Q | Do you believe that people can be naturally gifted at photography, or is it something they can learn? Does one need some sort of X factor?  People can be naturally gifted at many things.  I don’t think that’s all there is to it though.  You have to be able to learn from your mistakes, grow consistently, and pay attention to the details.  I am pretty sure that I was not  naturally gifted, but I am hungry.  To this day, I am constantly seeking out information.  The X factor (to me) means working harder than the next person.  Not because you want to be better at your craft than they are, but because you are never satisfied with your own work.

Q | Regarding your self portrait, please explain how this best represents who you are.  Although it is always awesome to be recognized for the work that I do, I am a pretty shy person.  Most times, I would rather people see my work and not me.  This self portrait is me accepting the fact that every now and then, you gotta show a little face!

Q | Who inspires your photography? As corny as this may sound: life.  I am constantly inspired by the things that happen around me and the way that people interact with one another.  Living in a city like NY with so much to do and see helps.  As far as people go, Joe McNally, Janusz Kaminski, Art Streiber, Erik Almas, and Arnold Schwarzenegger (to name a few).
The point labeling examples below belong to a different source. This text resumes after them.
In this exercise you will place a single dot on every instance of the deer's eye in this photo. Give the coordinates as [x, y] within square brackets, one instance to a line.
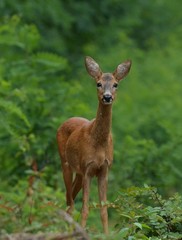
[115, 85]
[99, 85]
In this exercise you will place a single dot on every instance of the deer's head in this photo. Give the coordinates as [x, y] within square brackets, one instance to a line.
[107, 83]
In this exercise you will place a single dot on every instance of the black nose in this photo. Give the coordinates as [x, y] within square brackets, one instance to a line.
[107, 98]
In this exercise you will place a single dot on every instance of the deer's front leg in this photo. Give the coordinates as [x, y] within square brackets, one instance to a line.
[102, 187]
[86, 190]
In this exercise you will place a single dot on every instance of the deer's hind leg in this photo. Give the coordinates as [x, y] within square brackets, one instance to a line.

Q | What is your most memorable moment as a photographer? Which photo of yours has the best story behind it?  My most memorable moment was the first time I understood flash photography.  I was shooting with a model, and I got the balance between flash and ambient light.  It was a genuine eureka moment, and I haven’t looked back since.

Q | What so far is your favorite kind of photo to take?  I put a lot of care and thought into most of what I shoot, but hands down this assignment was the hardest but most fulfilling.  Now, I wander around and shoot more people interacting.  I am more of a natural light shooter in my spare time as well.

Q | How does photography challenge you as a person?  And what is the most rewarding part? Photography is easy.  The assignments themselves have varying degrees of difficulty/challenge.  The most rewarding so far has been this assignment.  I have never been to so many areas in such a short period of time.  My style has evolved again due to the challenges of this shoot.

Q | Please give us insight into the world of photography.  If there is one thing that you would want every aspiring photographer to know, what would that be? Photography is like anything else in life: you get out what you put in.  Although, emerging technology has made it easier for anyone to take a picture, there still needs to be some degree of thought behind it.  My advice to anyone interested in photography is to ask questions, LOADS of questions.  Above all – practice, practice, practice.

Q | Why do you think that when people look at a photo (or stream of photos), they are moved or can feel a connection with them?  When people see a frame, a photo, a still, it is exactly that: a still.  Life moves by at incredible speed.  There are a million little moments that go unseen, a trillion little details that people overlook.  A frame held close forces you consciously or subconsciously to see details and impart meaning on the simplest of gestures.  If people slowed down and paid attention to the details, then maybe the little things would hold more intrinsic value.  Good photography freezes life and makes you feel you are there at 24 frames a second, even when nothing is moving.